De acordo com o The Washington Post, investigações do tipo, que envolvem o grampeamento de telefones ou conexões de internet, invariavelmente incluem comunicações que não necessariamente se relacionam ao caso em questão. Mas, ao contrário de forças policiais ou do FBI, por exemplo, a NSA não faz esforço algum para descartar os dados que não têm interesse algum para fins de vigilância. Pelo contrário, tais informações permanecem armazenadas em servidores por meses e meses, anos e anos, podendo ser consultadas a qualquer momento.
O jornal acredita que a parcela de cidadãos, americanos ou não, atingidos por projetos de vigilância como o PRISM e outros possa ser maior que as 900 mil pessoas informadas pelo governo no final do ano passado. É uma parcela gigantesca de gente espionada para um pequeno número de dados realmente relevantes, e um total menor ainda de operações que efetivamente resultaram na prisão de suspeitos ou culpados de ataques.

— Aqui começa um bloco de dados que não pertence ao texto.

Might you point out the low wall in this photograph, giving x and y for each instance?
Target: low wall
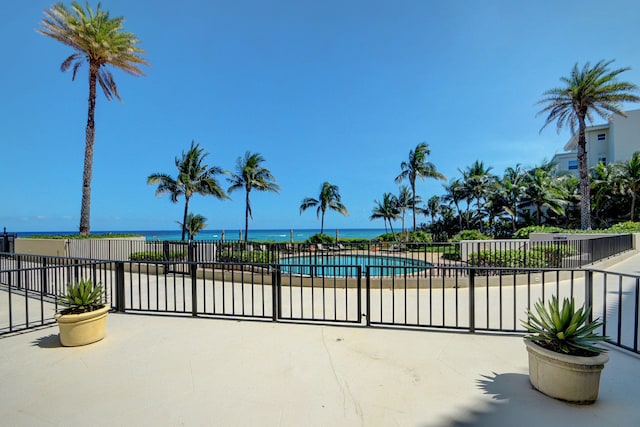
(47, 247)
(117, 248)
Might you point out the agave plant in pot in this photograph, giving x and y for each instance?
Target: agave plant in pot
(83, 319)
(564, 359)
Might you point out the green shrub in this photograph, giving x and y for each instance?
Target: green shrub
(418, 236)
(625, 227)
(538, 256)
(470, 235)
(524, 232)
(82, 297)
(157, 256)
(564, 330)
(244, 256)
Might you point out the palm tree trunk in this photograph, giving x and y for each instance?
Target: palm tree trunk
(583, 169)
(413, 202)
(246, 217)
(90, 133)
(184, 220)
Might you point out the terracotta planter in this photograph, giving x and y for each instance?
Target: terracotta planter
(83, 328)
(574, 379)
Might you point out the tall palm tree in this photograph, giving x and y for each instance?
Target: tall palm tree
(100, 41)
(194, 225)
(404, 201)
(250, 175)
(432, 208)
(478, 182)
(512, 189)
(455, 194)
(542, 190)
(630, 180)
(387, 210)
(417, 167)
(587, 90)
(329, 198)
(194, 177)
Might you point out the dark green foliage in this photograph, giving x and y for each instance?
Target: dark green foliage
(563, 330)
(82, 297)
(157, 256)
(470, 235)
(244, 256)
(524, 232)
(625, 227)
(419, 236)
(538, 256)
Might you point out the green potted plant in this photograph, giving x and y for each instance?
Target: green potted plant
(564, 359)
(83, 319)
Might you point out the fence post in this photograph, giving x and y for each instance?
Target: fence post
(275, 285)
(120, 297)
(368, 285)
(472, 300)
(193, 271)
(43, 277)
(588, 292)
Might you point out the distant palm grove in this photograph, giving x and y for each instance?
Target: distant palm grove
(493, 203)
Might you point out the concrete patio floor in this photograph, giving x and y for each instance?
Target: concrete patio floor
(155, 370)
(182, 371)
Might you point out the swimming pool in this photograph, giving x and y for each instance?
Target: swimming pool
(335, 265)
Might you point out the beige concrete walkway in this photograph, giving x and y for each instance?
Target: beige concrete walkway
(169, 371)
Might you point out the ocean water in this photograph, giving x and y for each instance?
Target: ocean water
(274, 235)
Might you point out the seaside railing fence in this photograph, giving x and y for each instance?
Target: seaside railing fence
(467, 298)
(557, 253)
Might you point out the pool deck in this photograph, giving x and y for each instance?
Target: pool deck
(181, 371)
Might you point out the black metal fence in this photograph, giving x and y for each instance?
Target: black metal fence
(505, 253)
(466, 298)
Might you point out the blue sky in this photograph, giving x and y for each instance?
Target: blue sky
(333, 90)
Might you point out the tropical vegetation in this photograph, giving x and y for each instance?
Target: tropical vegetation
(417, 167)
(587, 91)
(194, 177)
(564, 329)
(329, 198)
(251, 175)
(101, 42)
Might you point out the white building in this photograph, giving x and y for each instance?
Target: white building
(613, 142)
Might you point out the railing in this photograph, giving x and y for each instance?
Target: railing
(465, 298)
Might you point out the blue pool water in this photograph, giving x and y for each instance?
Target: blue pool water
(346, 265)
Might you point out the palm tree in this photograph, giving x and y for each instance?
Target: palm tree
(387, 210)
(329, 198)
(195, 224)
(404, 201)
(542, 190)
(478, 183)
(432, 208)
(630, 180)
(416, 167)
(512, 188)
(100, 41)
(194, 177)
(586, 91)
(454, 194)
(250, 174)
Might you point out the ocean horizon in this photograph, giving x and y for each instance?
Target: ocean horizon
(275, 235)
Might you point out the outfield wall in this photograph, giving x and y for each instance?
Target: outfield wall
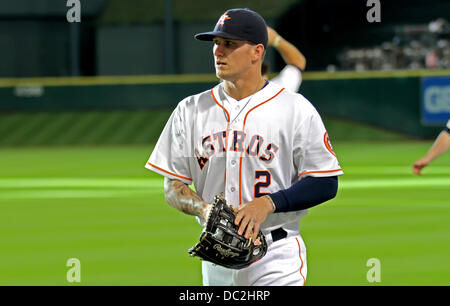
(390, 100)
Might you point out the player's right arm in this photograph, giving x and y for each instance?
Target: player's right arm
(183, 198)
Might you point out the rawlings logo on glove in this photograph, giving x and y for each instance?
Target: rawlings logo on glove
(220, 242)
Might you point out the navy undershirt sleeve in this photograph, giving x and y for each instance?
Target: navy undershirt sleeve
(306, 193)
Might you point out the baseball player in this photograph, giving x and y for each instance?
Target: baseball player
(439, 147)
(290, 77)
(265, 148)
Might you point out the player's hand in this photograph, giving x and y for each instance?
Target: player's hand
(419, 165)
(272, 34)
(205, 212)
(252, 215)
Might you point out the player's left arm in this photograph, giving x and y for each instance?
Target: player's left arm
(304, 194)
(439, 147)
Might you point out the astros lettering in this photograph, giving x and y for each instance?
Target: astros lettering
(253, 148)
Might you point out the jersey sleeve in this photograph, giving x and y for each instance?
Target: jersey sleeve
(313, 152)
(290, 78)
(170, 157)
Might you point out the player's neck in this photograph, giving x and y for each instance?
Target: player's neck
(242, 88)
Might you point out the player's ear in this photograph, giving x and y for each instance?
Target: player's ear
(258, 52)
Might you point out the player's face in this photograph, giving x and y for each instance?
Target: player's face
(232, 58)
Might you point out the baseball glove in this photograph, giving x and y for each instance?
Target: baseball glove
(220, 242)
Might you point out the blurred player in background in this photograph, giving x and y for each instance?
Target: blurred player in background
(440, 146)
(291, 75)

O perigo, como citado pelo próprio Snowden, é de que forma essas informações podem ser utilizadas. O ato, em si, já ultrapassa a “barreira da proporcionalidade” que transforma uma operação em bem-sucedida ou não, mas ainda assim, a NSA seguiu adiante. Agora que tudo está cada vez mais exposto, resta saber o que exatamente será feito e quais as mudanças que as revelações do ex-analista terão sobre as operações da agência.